I just had a memory from a few years ago: that prompted a memory from sixty years ago:
I’ve fished my whole time in Sebring, 1989 to the present. I’d recommenced fishing that spring in the Everglades, kept it up once in Sebring. Indulge my preference for wade fishing. Boats are great, but I love to be immersed in the same medium as my prey. In love standing, stalking, in the water, in the muck. I love feeling the varying currents, temperatures: things you’re insulted from in a boat. I fish much better when I’m in the fish’s medium.

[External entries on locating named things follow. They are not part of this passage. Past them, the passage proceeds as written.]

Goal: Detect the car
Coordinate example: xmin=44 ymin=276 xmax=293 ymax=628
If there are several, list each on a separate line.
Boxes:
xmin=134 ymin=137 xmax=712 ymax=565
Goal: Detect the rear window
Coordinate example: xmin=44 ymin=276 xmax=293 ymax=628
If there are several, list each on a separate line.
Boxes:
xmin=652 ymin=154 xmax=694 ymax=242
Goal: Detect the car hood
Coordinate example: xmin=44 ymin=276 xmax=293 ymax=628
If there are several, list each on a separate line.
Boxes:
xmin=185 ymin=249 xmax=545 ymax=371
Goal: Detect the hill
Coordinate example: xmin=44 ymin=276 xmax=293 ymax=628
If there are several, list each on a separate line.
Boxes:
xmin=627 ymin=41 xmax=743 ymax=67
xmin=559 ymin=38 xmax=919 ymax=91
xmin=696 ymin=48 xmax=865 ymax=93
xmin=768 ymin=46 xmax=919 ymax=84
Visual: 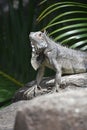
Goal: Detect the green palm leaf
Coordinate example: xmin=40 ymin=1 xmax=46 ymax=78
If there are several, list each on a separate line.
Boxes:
xmin=37 ymin=2 xmax=87 ymax=50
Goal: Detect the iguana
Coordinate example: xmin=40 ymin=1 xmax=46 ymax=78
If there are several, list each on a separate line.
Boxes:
xmin=29 ymin=31 xmax=87 ymax=91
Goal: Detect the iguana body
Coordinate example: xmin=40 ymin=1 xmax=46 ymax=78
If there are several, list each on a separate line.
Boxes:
xmin=29 ymin=31 xmax=87 ymax=91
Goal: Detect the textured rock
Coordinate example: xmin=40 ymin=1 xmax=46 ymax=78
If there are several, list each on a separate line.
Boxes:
xmin=14 ymin=88 xmax=87 ymax=130
xmin=0 ymin=101 xmax=27 ymax=130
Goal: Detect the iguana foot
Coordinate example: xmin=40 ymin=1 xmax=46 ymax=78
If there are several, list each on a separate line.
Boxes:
xmin=51 ymin=87 xmax=61 ymax=93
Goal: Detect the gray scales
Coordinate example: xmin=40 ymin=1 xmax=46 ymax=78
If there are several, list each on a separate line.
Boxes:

1990 or so I met my dear friend Catherine. She was old, blind, had no idea how I was dressed, whether I was covered with muck, festooned with lake weed … Catherine died, I wrote the political satire that got me arrested, as despairing, as funny, as Swift’s Modest Proposal, I got arrested, busted, released: censored and flat broke, I’d already had no prospects. SSI and food stamps keep me alive: the government tried to crush me, no memory of how it had always crushed me, had never not crushed me, to tools, no intelligence, no honesty to begin to comprehend how it offends freedom lovers, anarchists, people who don’t want to be bullied, don’t want a portion of stolen goods …
After a while I decide it’s time for me to get laid, to meet a woman. I hear of a dance for old farts, I go, I meet women galore. I’m attacked, sandbagged, slandered, nothing new there; but I score zillions of women anyway: so what if some of them are in their 70s, 80s, 90s … by this time I’m in my late 60s, early 70s …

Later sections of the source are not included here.